Definition:
If $S$ is a subset of monoid $[M;∗]$, the submonoid generated by $S$, $⟨S⟩$, is defined by:
- The identity of M belongs to $⟨S⟩$; and $a ∈ S ⇒ a ∈ ⟨S⟩$
- $a, b ∈ ⟨S⟩ ⇒ a ∗ b ∈ ⟨S⟩$
Exercise:
Let $S_1$ = {$1$}, $S_2$ = {$\frac{1}{2}$} and $S_3$ = {$-1$} be subsets of $\Bbb{Q}$. Describe $⟨S_i⟩$ ($i = 1, 2, 3$) when $\Bbb{Q}$ is a monoid with multiplication.
I'm not quite sure how to solve this. For example with the first subset I get that
{$1$, $id_Q$} ∈ $⟨S_1⟩$ ($id_Q$ being the identity of $\Bbb{Q}$)
but that's about as far as I can get. And as applying the definition to the different subsets is definitely not the solution can someone explain me how to proceed or tell me what I'm doing wrong here? Thank you!
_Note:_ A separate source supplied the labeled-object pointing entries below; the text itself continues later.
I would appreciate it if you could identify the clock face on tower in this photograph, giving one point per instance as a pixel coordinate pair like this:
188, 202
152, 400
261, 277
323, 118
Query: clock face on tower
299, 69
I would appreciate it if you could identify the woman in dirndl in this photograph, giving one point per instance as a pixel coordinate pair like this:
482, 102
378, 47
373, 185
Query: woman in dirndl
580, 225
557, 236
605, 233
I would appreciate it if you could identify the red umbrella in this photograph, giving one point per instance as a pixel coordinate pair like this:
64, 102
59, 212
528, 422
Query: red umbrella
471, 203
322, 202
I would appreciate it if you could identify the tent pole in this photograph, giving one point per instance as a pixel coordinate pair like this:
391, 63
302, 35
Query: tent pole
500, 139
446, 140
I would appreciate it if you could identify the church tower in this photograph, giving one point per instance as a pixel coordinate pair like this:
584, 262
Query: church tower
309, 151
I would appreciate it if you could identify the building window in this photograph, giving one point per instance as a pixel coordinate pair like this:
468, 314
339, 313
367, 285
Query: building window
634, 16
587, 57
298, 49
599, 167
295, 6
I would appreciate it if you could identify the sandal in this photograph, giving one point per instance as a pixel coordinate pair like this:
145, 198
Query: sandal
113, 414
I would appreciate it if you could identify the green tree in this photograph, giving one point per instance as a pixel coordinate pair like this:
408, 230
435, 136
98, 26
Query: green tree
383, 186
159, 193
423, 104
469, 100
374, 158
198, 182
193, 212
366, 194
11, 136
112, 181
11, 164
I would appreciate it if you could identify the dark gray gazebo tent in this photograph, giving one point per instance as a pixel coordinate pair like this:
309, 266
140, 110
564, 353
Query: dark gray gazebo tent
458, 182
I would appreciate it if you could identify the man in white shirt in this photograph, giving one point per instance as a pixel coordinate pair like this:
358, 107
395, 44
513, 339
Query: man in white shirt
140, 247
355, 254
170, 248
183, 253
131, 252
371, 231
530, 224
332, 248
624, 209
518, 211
Under multiplication, identity element of $ \mathbb{Q} $ is $1$. So, $ 1 \in \langle S_i \rangle $ for any $i$. Furthermore, we have to make sure that the group is closed under the binary operation, multiplication in this case. Consider $ \langle S_1 \rangle $. $1$ is already there and certainly, $ \langle S_1 \rangle = \{ 1 \} $. On the other hand, $ \langle S_3 \rangle$ requires we add $ 1$ to the set. Then, we are done as product of $ 1 $ and $ - 1$ (and no matter how many times or how you operate these two) is always $ \pm 1 $. So, $ \langle S_3 \rangle = \{ \pm 1 \} $. Finally, for $ \langle S_3 \rangle $, you can see that it will have $ 1 $ and $ \frac{1}{2} $ at least. However, $\frac{1}{2}\cdot \frac{1}{2} = \frac{1}{4}$ so we have to make sure it's in the set. By similar argument $ \frac{1}{2^n}$ such that $n \geq 0 $ should be in the set. So, we have $ \langle S_3 \rangle = \{ \frac{1}{2^n} \mid n \geq 0 \} $.